This is not a problem that’s confined to the political Right or Left. Rushdie mentioned the “extraordinary attack on libraries and books for children in schools” in the US. A recent report by PEN America has found that book bans are rapidly rising in the US.

Across the country, novels by distinguished authors such as Toni Morrison and Margaret Atwood have been banned in schools and libraries. Rushdie argued that this constitutes an “attack on the ideas of libraries themselves.”

But he also described as “alarming” the trend where “publishers bowdlerise the work of such people as Roald Dahl and Ian Fleming.” This is where editors are trying to ‘update’ novels by dead authors by removing or replacing offensive words or phrases. Rushdie argued that “the idea that James Bond could be made politically correct is almost comical.”’

Owolade concludes:

‘Rushdie viscerally understands the severe end of censorship; he has been nearly murdered for writing a book. But he is also rightly cognisant of, and opposed to, the milder threats. Because he recognises that the two ends are interlinked: once we accept that some books should not be allowed to be published, or read, or should have their content suppressed or bowdlerised in any other way, we accept the logic of those who think freely producing such books is a crime worthy of prison or death.’

See: https://www.msn.com/en-gb/news/world/opinion-salman-rushdie-was-right-to-warn-us-about-a-slippery-slope-on-free-speech/ar-AA1bm5Wk?ocid=msedgdhp&pc=U531&cvid=b69b4d8033f74291ba9ae83adeb40dac&ei=26

I entirely agree with the article and Rushdie, which rather surprises me. I’m not a fan of his, and I honestly don’t think the Satanic Verses should have been published. There were three internal messages in Viking Penguin at the time advising against publishing it because it would upset Muslim opinion. I haven’t read the book, but people I know who have, including a lecturer in Islam, have assured me that it isn’t blasphemous. However, there’s something to about it in National Lampoon’s Book of Sequels that while it’s made clear that the book isn’t blaspheming Mohammed or the other principal figures of Islam on page 50, the book is so grindingly dull that no one ever makes it that far. The fatwa placed on Rushdie was a noxious piece of opportunism by the Ayatollah Khomeini, who wanted an issue he could exploit that would allow him to wrest leadership of the Islamic world away from the Saudis. The publication of the Satanic Verses came at exactly the right time, and so you had the rancid spectacle of mass book burnings in Bradford, Kalim Saddiqui telling his flock that ‘Britain is a monstrous killing machine and killing Muslims comes very easily to them’, and a demented Pakistani film in which Rushdie is a CIA agent, whose career undermining Islam is ended when God whacks him with the lightning bolt.

But we do have creeping, intolerant censorship in the west and it isn’t confined to either the left and right. I’m very much aware of the purging of radical authors, and particularly LGBTQ+ material from American libraries.

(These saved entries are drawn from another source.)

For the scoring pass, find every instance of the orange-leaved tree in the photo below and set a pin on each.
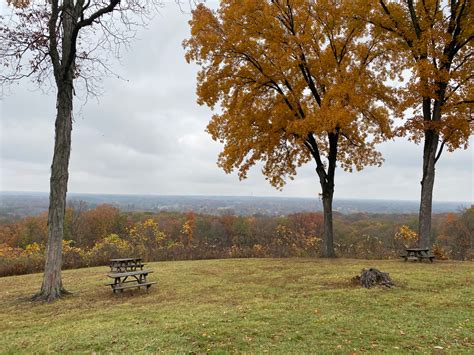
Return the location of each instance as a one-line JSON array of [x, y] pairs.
[[433, 40], [295, 80]]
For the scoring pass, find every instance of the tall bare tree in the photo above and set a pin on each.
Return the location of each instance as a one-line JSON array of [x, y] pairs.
[[66, 40]]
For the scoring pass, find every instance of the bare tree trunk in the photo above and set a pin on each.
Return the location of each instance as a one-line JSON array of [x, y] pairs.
[[427, 183], [326, 179], [52, 288], [328, 246]]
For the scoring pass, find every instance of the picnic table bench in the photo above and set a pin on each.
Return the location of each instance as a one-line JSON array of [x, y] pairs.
[[418, 254], [128, 273]]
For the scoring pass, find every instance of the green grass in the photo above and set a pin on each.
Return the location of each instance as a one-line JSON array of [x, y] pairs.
[[248, 305]]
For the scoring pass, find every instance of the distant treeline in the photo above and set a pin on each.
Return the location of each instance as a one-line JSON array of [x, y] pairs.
[[18, 205], [92, 236]]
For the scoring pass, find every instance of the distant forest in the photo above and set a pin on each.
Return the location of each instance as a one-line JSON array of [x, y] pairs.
[[16, 205]]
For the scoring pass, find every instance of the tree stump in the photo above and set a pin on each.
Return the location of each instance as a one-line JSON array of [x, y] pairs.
[[371, 277]]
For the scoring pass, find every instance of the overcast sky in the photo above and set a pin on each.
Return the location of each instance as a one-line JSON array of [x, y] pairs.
[[146, 135]]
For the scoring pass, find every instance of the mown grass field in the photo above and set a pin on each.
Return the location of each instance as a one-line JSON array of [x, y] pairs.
[[248, 305]]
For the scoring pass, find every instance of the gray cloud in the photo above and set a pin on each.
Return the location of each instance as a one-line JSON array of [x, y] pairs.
[[146, 134]]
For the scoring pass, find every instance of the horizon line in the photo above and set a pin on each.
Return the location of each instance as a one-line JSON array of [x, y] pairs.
[[231, 196]]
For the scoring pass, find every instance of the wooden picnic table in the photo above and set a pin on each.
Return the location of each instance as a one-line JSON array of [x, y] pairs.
[[128, 273], [418, 254], [126, 264]]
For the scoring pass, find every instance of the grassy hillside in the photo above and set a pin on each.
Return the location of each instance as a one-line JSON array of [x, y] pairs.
[[252, 305]]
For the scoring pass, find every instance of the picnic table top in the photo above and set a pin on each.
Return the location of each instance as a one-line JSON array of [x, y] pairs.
[[124, 259]]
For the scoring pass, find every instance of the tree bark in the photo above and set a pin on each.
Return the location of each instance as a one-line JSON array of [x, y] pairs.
[[427, 183], [52, 287], [326, 179]]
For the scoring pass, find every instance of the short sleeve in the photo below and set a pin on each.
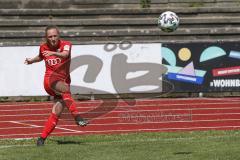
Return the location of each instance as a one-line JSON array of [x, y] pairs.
[[40, 52], [67, 47]]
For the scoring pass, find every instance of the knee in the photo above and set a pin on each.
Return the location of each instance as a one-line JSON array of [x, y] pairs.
[[58, 108]]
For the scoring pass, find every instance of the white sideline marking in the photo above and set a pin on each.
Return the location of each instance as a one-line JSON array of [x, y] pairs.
[[134, 130], [132, 141]]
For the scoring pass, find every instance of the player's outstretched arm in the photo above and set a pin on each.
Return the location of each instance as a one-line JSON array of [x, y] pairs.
[[32, 60]]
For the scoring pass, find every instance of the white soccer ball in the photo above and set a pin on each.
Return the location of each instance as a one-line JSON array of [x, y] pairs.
[[168, 21]]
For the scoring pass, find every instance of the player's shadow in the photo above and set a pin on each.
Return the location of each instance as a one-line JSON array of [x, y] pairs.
[[182, 153], [62, 142]]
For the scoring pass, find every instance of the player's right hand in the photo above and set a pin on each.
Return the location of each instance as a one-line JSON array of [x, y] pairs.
[[28, 61]]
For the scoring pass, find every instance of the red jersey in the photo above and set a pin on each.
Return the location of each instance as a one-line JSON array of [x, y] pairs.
[[56, 67]]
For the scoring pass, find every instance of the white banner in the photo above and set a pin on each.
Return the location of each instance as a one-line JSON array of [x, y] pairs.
[[18, 79]]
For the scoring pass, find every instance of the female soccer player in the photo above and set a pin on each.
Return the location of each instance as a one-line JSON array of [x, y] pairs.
[[57, 56]]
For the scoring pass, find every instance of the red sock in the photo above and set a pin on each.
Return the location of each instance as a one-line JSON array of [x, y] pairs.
[[49, 125], [70, 104]]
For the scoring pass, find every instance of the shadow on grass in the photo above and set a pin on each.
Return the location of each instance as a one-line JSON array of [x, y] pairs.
[[182, 153], [63, 142]]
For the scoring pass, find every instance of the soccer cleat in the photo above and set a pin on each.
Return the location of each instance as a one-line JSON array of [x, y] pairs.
[[40, 141], [80, 121]]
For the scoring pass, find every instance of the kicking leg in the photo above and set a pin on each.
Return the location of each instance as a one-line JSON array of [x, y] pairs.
[[63, 89], [51, 122]]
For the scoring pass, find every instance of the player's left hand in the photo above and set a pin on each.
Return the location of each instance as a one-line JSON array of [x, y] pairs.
[[48, 53]]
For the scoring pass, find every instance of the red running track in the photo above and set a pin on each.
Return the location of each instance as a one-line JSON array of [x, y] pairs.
[[26, 120]]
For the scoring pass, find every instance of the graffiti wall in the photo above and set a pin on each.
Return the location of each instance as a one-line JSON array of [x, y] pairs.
[[195, 67]]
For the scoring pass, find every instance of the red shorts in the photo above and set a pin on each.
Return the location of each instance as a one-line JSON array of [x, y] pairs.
[[49, 83]]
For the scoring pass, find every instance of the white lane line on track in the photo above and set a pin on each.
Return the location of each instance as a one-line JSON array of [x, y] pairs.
[[152, 100], [37, 126], [128, 123], [133, 111], [124, 107]]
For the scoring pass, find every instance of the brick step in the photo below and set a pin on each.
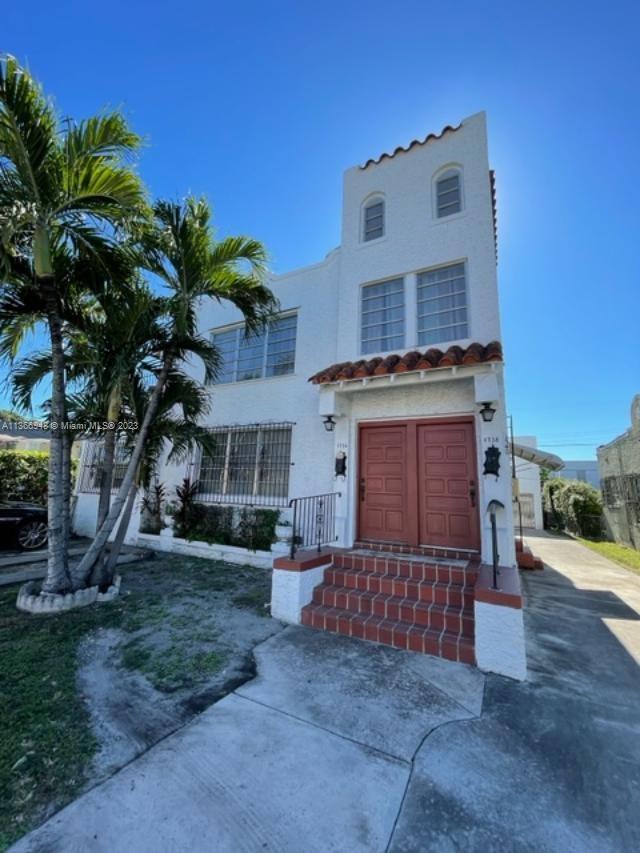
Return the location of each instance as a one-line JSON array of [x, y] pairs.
[[417, 569], [419, 550], [434, 592], [399, 634], [526, 560], [434, 616]]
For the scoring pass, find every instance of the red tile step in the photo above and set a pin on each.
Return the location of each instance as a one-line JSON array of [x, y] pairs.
[[401, 635], [423, 605], [420, 551], [436, 592], [443, 572], [434, 616]]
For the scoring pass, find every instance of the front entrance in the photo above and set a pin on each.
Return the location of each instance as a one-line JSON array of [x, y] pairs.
[[418, 483]]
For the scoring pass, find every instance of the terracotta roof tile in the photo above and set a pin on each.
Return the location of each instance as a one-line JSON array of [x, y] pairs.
[[433, 358], [402, 150]]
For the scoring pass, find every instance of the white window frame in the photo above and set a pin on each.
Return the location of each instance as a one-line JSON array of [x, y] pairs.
[[250, 496], [363, 312], [238, 328], [444, 173], [466, 306], [370, 201]]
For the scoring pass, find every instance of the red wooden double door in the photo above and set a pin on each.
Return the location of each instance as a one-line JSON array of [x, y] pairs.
[[418, 483]]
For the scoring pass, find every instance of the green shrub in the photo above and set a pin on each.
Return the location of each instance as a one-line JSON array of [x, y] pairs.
[[24, 475], [249, 528], [574, 506], [256, 529]]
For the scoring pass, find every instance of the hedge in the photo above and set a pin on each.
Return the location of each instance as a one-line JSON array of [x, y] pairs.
[[574, 506], [24, 475], [249, 528]]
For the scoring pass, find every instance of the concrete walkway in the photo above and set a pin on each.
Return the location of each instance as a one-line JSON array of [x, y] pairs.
[[339, 745]]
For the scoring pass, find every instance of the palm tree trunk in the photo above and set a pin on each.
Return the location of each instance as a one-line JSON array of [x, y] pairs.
[[81, 572], [98, 575], [66, 487], [57, 578], [116, 545], [106, 474]]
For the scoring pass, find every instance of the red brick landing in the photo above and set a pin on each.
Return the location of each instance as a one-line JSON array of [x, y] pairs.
[[525, 558], [413, 602]]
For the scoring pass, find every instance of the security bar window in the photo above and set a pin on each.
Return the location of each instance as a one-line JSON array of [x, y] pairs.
[[374, 220], [442, 305], [270, 353], [383, 316], [248, 465], [92, 467]]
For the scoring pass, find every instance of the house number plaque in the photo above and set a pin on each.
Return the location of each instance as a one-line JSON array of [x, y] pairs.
[[492, 461]]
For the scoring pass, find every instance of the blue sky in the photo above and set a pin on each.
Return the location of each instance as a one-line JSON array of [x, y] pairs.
[[262, 105]]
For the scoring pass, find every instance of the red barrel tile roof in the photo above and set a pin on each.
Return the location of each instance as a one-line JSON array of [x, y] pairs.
[[432, 358]]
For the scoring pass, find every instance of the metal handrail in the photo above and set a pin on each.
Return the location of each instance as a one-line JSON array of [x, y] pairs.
[[314, 521]]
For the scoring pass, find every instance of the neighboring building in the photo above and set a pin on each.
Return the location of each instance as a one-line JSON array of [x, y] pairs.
[[527, 491], [369, 386], [619, 466], [529, 512], [584, 470]]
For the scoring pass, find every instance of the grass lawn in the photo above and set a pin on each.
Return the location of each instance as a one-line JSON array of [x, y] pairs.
[[174, 620], [627, 557]]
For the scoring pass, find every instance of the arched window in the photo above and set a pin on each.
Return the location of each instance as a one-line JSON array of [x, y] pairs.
[[373, 219], [449, 193]]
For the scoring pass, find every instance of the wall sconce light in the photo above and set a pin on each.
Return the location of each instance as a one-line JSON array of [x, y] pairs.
[[487, 412]]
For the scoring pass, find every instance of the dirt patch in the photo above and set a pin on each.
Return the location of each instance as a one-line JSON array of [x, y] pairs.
[[87, 690], [185, 641]]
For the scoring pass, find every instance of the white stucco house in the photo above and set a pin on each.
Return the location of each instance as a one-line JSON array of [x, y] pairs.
[[378, 396]]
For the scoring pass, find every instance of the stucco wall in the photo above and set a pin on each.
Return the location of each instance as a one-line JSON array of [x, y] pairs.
[[415, 240], [326, 297], [621, 458]]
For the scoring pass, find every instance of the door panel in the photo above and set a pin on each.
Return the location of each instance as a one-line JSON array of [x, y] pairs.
[[383, 483], [446, 479]]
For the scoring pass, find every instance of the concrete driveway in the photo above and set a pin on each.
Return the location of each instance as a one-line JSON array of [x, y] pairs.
[[339, 745]]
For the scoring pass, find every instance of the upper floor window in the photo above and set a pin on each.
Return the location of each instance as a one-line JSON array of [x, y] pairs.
[[373, 220], [442, 305], [383, 316], [448, 193], [269, 353]]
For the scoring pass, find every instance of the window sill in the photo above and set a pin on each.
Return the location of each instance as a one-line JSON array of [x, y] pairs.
[[453, 217], [366, 244], [240, 382]]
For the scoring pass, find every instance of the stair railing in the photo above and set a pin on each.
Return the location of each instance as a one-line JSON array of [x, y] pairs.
[[314, 521]]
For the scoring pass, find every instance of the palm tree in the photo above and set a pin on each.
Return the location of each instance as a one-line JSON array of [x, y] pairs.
[[182, 434], [182, 253], [61, 185]]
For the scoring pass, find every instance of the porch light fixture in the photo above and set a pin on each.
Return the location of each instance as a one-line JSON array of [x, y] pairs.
[[487, 412]]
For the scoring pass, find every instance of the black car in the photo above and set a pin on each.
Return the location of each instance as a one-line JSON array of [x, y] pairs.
[[24, 524]]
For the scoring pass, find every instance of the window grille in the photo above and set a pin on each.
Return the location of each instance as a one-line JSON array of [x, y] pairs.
[[91, 472], [249, 465]]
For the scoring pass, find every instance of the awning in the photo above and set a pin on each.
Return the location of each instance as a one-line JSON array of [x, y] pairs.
[[538, 457]]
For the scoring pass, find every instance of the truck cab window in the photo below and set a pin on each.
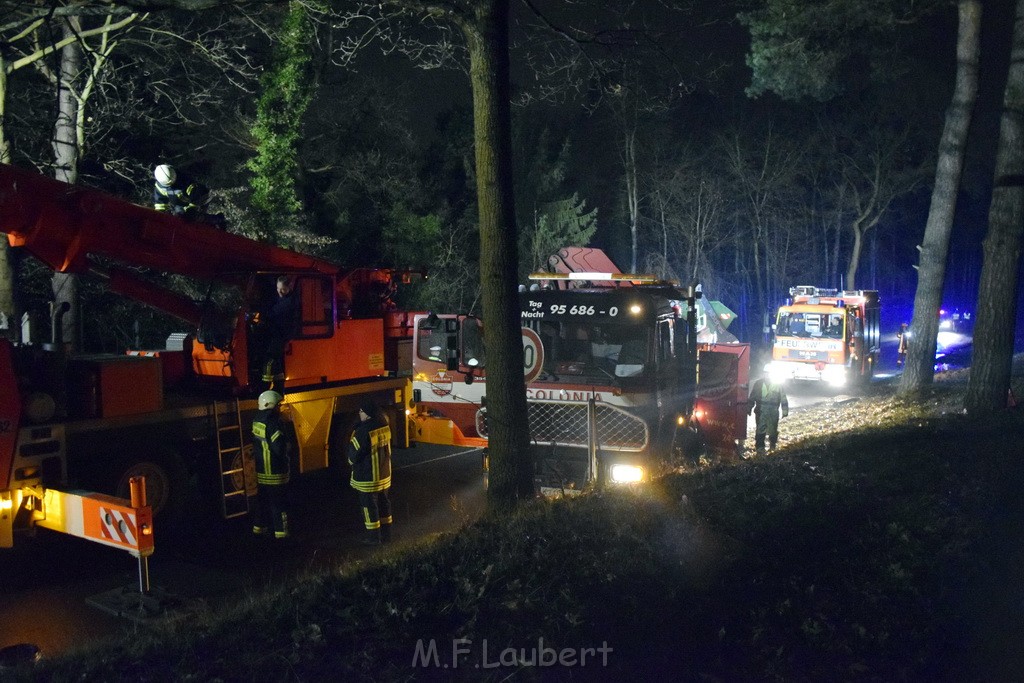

I’m also not a fan of the Bowdlerisation of writers like Dahl and Fleming because they’re deemed to be offensive to modern sensibilities. The term ‘Bowdlerise’ is particularly interesting. It comes from the name of a puritanical Victorian publisher, who produced a suitable censored children’s edition of Shakespeare with all the Bard’s smut and innuendo cut out. I’m also concerned at the way publishers, students and lobby groups are trying to stifle the publication of works on such controversial topics as the trans issue and ban their writers from speaking in public or holding academic posts.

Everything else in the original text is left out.